My goal is to get more resilience to faults, via a cluster or warm standby with replication. Would this be better with Proxmox or maybe Kubernetes? I’ve been using Home Assistant for many years, starting on a Pi. When they became hard to get, I moved to HP thin clients and ran everything under Docker. Having moved yet again, I’m going to rebuild from scratch, so I want to do what I can to make things better. I run over 150 Tasmota devices, and I’m looking at ESPHome for some new items I want to build.

I’ve done some searching and reading here, but haven’t found all that much. It doesn’t help the High Availability and Home Assistant both share HA. This project has been on the back burner ever since I had SD failures on the Pi platform, many years ago. Just the other day, I had my first M.2 SSD failure, so that is reminding ME that I really want some kind of redundancy for HA. Is anyone running HA in a clustered environment?

If you want a solution which can be scaled to tier-4 datacenter SLA and infrastructure for use at home with HA and any other domotics platform the only reasonable option is Proxmox. You can start with a single node and add nodes until such time you can create a cluster.

Backups with Proxmox can also be fully automated and in terms of service continuity Proxmox is as good as any of the top type-1 hypervisors. Plus if you opt for a paid license to support the project it has a very reasonable cost for homelab use.

For a dependable domotics/HA setup the only reasonable option is Proxmox IMHO.

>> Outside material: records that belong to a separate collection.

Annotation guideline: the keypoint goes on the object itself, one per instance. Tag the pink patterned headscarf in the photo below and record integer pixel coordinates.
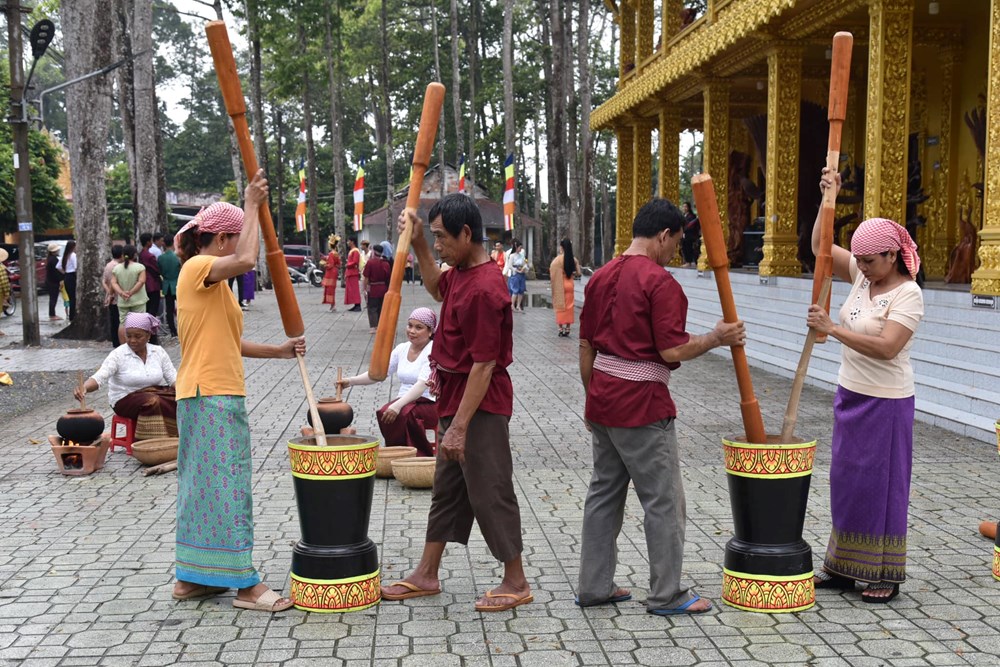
(220, 217)
(143, 321)
(878, 235)
(425, 316)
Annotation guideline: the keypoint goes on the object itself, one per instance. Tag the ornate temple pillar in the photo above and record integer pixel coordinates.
(890, 49)
(715, 149)
(627, 45)
(624, 213)
(986, 280)
(784, 92)
(642, 165)
(670, 149)
(940, 233)
(645, 23)
(671, 19)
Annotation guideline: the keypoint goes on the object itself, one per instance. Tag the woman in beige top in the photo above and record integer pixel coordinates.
(872, 448)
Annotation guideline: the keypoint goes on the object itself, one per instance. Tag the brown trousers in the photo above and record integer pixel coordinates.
(482, 489)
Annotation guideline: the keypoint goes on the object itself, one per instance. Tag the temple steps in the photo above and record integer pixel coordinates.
(956, 355)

but don’t forget a good solution for the wireless networks like Zigbee, or other things like a google coral stick.

if you use a USB dongle here, it will be very difficult or impossible to auto migrate in the event of a failure. here I would rather use a lan zigbee stick, but there is again the “risk” if this fails, your entire zigbee network fails.

I chose this one: ZigStar LAN Gateway by using zigbee2mqtt

I use only one VM => HomeAssistant. I installed the Portainer Addon. Each day the VM is backed up to another NAS. If I play with a lot of addons I create a manual Backup before. The big benefit is, if I lost the Proxmox Node I can just get a new PC, install Proxmox and upload the Backup. The full backup just take 4GB. It’s really nice. And the downtime is lower than 2mins for the full backup.

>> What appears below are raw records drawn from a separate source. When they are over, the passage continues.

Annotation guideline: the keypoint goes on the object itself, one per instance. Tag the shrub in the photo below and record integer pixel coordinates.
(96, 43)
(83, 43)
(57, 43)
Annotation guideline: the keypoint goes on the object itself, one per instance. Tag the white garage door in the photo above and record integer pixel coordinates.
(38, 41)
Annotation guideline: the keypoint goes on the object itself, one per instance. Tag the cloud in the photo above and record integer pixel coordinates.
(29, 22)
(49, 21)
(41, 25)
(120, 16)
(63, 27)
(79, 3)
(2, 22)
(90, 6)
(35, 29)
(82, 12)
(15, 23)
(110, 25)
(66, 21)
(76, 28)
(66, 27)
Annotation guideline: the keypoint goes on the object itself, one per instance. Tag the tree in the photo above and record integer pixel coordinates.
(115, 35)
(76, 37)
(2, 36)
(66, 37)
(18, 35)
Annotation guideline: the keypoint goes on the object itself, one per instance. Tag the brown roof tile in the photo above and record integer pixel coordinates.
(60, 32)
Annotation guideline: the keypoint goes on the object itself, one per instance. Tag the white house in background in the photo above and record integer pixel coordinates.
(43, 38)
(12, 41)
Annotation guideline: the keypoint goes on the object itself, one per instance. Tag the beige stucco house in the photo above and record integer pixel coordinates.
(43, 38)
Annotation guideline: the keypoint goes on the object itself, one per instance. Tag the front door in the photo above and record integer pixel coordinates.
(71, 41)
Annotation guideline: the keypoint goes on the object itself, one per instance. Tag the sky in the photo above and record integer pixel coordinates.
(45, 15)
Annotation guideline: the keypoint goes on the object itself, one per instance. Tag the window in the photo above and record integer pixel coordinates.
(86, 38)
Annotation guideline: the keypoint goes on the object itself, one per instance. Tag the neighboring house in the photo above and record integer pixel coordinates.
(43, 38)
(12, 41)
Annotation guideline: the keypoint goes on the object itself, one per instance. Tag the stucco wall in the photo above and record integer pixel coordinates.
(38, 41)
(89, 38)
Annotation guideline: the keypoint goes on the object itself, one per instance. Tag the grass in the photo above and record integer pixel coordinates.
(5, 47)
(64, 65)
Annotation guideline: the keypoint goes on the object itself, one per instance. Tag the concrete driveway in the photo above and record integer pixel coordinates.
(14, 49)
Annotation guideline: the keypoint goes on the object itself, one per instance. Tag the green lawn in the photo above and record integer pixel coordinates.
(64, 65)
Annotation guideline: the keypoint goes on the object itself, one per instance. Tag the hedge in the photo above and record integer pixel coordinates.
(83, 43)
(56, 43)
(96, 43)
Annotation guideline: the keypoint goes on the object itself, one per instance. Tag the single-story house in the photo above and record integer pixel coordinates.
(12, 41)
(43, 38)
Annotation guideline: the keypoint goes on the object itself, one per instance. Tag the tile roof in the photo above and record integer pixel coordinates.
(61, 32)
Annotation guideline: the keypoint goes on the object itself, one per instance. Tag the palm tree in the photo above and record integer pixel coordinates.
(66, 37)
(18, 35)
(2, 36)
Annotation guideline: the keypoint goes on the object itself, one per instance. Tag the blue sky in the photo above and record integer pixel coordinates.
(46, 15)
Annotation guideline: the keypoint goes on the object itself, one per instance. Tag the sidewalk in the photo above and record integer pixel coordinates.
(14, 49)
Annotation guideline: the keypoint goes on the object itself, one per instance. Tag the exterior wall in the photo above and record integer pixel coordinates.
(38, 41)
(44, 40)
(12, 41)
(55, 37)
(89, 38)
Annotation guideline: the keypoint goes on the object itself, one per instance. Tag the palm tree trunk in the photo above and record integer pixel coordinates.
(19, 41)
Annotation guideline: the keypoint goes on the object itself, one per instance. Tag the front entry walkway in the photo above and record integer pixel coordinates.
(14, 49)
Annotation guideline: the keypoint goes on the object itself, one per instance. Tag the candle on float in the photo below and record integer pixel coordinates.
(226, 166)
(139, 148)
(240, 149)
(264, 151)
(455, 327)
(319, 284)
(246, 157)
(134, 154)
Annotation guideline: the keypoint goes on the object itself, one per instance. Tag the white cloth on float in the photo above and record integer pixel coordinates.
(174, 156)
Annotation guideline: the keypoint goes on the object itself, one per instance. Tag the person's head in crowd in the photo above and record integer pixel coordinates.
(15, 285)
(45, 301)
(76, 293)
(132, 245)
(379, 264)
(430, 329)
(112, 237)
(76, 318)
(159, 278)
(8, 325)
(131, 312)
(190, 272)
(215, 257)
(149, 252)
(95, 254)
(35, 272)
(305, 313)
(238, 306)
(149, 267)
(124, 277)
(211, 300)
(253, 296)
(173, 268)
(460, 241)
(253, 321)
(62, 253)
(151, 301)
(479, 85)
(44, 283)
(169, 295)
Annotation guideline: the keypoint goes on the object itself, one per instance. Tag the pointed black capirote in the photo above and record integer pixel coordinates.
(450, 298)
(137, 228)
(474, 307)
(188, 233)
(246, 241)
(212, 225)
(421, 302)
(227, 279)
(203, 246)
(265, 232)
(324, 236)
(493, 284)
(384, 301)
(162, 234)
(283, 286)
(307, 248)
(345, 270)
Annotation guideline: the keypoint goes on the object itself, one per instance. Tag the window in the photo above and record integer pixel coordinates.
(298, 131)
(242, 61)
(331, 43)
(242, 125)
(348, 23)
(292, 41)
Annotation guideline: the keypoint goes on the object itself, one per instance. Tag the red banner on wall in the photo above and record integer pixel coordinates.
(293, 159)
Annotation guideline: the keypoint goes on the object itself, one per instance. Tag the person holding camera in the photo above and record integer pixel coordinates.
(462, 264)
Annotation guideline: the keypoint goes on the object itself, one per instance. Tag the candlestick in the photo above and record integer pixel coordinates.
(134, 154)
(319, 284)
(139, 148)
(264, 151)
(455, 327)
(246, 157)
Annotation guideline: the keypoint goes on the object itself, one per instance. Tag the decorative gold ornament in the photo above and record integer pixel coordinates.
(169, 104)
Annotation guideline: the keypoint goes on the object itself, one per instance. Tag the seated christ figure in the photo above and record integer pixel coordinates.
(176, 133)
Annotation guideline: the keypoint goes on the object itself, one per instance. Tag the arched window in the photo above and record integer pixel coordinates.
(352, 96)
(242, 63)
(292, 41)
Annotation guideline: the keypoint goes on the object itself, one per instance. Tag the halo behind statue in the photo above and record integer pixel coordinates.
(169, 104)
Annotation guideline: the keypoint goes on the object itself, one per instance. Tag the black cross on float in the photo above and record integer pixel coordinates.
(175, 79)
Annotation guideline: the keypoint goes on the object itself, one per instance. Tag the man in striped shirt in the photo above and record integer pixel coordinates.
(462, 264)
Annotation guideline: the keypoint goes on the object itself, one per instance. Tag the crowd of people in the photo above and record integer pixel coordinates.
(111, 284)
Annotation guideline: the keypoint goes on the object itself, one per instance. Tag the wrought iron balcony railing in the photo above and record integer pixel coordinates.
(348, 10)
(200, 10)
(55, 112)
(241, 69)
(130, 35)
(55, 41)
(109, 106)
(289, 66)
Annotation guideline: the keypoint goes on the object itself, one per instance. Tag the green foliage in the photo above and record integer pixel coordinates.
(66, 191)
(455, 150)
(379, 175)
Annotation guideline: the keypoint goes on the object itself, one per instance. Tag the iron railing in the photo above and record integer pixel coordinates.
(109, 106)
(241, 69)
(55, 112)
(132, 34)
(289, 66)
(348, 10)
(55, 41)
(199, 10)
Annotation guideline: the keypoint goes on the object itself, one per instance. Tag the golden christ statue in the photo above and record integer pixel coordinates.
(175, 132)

Thanks for the replies. It sounds like Proxmox is the way to go. I will do some experiments to see how failover works for that.
I don’t use any Zigbee or Z-Wave stuff as I tend to build whatever I need from ESP boards. Currently my cameras are on a different system. However, I do want to merge cameras into the mix and having Frigate use a Coral TPU would be great. All the nodes will have a mini PCIe slot so if I can pass that through in Proxmox it would work, right? Or I can go USB if my hardware doesn’t support IOMMU?

I’m reluctant to add containers to HAOS as addons, as in the past this was always a problem every time I had to reboot HA having everything come up in the right order wasn’t always guaranteed. And HA always wanted reboots for updates or changes. That was one of the things I was hoping to fix with a cluster. Moving everything to separate containers took care of that and I really do like Portainer for management. Getting the dependencies right made everything “just work”. But with HA in a container, I did lose a lot of optional things. I haven’t had much time with HAOS but I did spin it up to look it over when I get some free time.

For whatever is worth, anything that can be run outside HA, should be run outside HA. This is the beauty using Proxmox as all communication between inside and outside HA is done locally at the hypervisor level.

Use LXCs when possible (almost any HA add-on, Docker) and KVMs when you must (e.g. Windows, OPNsense, Linux desktop distros).

That was my thinking exactly. Looks like I will need 3 nodes for an HA cluster. And then some kind of HA shared storage. This rabbit hole might get pretty deep.